Lorsque la France et la Nouvelle-Calédonie ouvrirent une histoire commune, avec ses parts d’ombre et de lumière, quelle était l’organisation politique de l’archipel, avant d’être bouleversée par les différentes décisions prises à l’époque coloniale ? Le préambule de l’Accord de Nouméa est, sur ce point, étrangement muet. Il évoque les hommes et les femmes « dénommés Kanak », leur civilisation propre, leur lien à la terre. Mais point de focus sur cette organisation politique « indigène ».
Or, lorsque les premiers missionnaires, puis les premiers colonisateurs s’installèrent, il n’existait pas de « peuple kanak » au sens d’un « ensemble des personnes soumises aux mêmes lois et qui forment une nation« . En revanche, de véritables nations kanak étaient établies, distinctes les unes des autres, chacune d’entre elles possédant un territoire, une langue, des mythes qui leurs étaient propres, et une véritable organisation sociale. Une vraie analogie avec les « premières nations » reconnues au Canada.
Depuis, et en dépit des déstructurations provoquées depuis 1853, la notion de « peuple kanak » a été imposée par l’action politique. Mais la réalité culturelle et coutumière est toute autre.

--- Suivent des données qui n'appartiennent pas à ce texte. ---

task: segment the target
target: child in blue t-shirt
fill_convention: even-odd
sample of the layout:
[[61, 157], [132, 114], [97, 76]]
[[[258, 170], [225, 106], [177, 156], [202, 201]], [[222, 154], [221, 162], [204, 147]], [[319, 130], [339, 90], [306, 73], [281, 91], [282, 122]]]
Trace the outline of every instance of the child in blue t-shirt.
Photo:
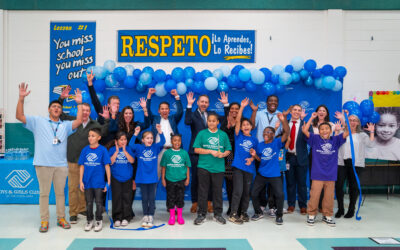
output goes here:
[[[233, 191], [229, 215], [229, 221], [235, 224], [249, 221], [247, 209], [250, 202], [250, 186], [256, 172], [250, 149], [257, 148], [258, 140], [250, 134], [253, 127], [251, 121], [247, 118], [242, 119], [243, 110], [248, 104], [249, 98], [242, 100], [235, 124], [235, 153], [232, 162]], [[239, 204], [241, 204], [241, 211], [238, 211]]]
[[282, 137], [275, 138], [275, 129], [273, 127], [266, 127], [263, 132], [264, 142], [258, 144], [257, 150], [250, 150], [250, 154], [257, 161], [260, 161], [260, 167], [258, 168], [258, 173], [254, 180], [253, 190], [251, 192], [254, 207], [254, 215], [251, 219], [259, 220], [264, 217], [260, 207], [259, 194], [268, 182], [272, 189], [271, 195], [274, 196], [276, 201], [277, 211], [275, 223], [277, 225], [282, 225], [284, 194], [279, 166], [279, 152], [283, 147], [283, 143], [288, 138], [289, 124], [286, 115], [280, 113], [277, 116], [283, 127]]
[[111, 157], [112, 218], [114, 226], [127, 226], [132, 219], [131, 200], [136, 189], [133, 177], [133, 152], [127, 147], [125, 132], [118, 132], [115, 146], [108, 151]]
[[104, 175], [107, 175], [107, 184], [110, 185], [110, 156], [107, 149], [99, 145], [101, 130], [89, 130], [89, 145], [82, 149], [78, 164], [80, 165], [80, 189], [85, 193], [87, 223], [85, 231], [93, 228], [93, 201], [96, 202], [96, 223], [94, 231], [103, 228], [103, 192], [107, 192]]
[[154, 142], [154, 135], [151, 131], [142, 134], [142, 144], [135, 144], [136, 136], [140, 133], [140, 127], [135, 128], [135, 134], [129, 142], [129, 147], [137, 157], [137, 172], [135, 182], [140, 184], [142, 194], [143, 219], [142, 227], [153, 227], [154, 211], [156, 200], [156, 188], [158, 182], [158, 154], [163, 149], [165, 137], [161, 125], [157, 124], [156, 129], [160, 135], [160, 142]]
[[[315, 223], [315, 216], [318, 213], [318, 201], [322, 189], [324, 189], [324, 198], [322, 201], [322, 221], [329, 226], [336, 226], [333, 220], [333, 203], [335, 196], [335, 181], [337, 178], [337, 163], [339, 148], [346, 142], [349, 135], [347, 129], [342, 134], [331, 136], [332, 128], [327, 122], [318, 126], [319, 135], [310, 134], [308, 129], [317, 113], [312, 113], [310, 120], [303, 126], [304, 135], [308, 138], [307, 143], [312, 150], [312, 168], [311, 168], [311, 190], [310, 200], [307, 204], [307, 224], [312, 226]], [[336, 134], [342, 130], [340, 122], [335, 124]]]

Ainsi, dans la culture kanak, chaque chef est chef chez lui. Le chef de clan, comme le Grand Chef. Viendrait-il l’idée au chef de Belep de vouloir dicter sa loi à Kunié ?
C’est ainsi que le Sénat Coutumier n’a jamais existé dans l’histoire des coutumes. Il a été créé par les politiques, et mis en forme par des technocrates parisiens, pour être intégré dans l’Accord de Nouméa. Une sorte de volonté d’affirmer la reconnaissance de l’identité kanak, sauf que cette initiative maladroite méconnait justement l’identité kanak. S’en sont donc suivis des conflits internes, dont le dernier a du être tranché par … la Justice française. Il en a été de même pour certaines décisions davantage à caractère politique que coutumier, telle l’instauration d’un « deuil kanak » pour une durée d’un an lors de la crise Covid. Le deuil, son organisation, relèvent d’une décision interne de la famille et du clan. Au nom de quoi une organisation générale se substituerait-elle à des rites intimes répondant à des critères rigoureux, ainsi que le rapporte Dominique Bretteville dans « L’os et le Souffle – Protocole et valeurs ultimes chez les Paimboas » ?
Tout cela relève, de tous côtés, d’une sorte de contournement qui a trouvé ses limites. Il serait peut être temps de manifester un vrai respect de la Coutume, plutôt que le proclamer tout en ne faisant pas le meilleur cas de ses règles séculaires.
Le vrai pouvoir coutumier est exercé … par les coutumiers. Le clan en est la structure de base. Les clans concernés conduisent à l’organisation des anciennes « premières nations », elles-mêmes géographiquement limitées. Ils consacrent, en particulier, l’autorité qui les guide. C’est ce retour aux sources qui doit dicter le traitement de ce sujet particulier du pouvoir coutumier, de sa reconnaissance, et de sa cohabitation avec la démocratie et les règles qui sont celles d’aujourd’hui.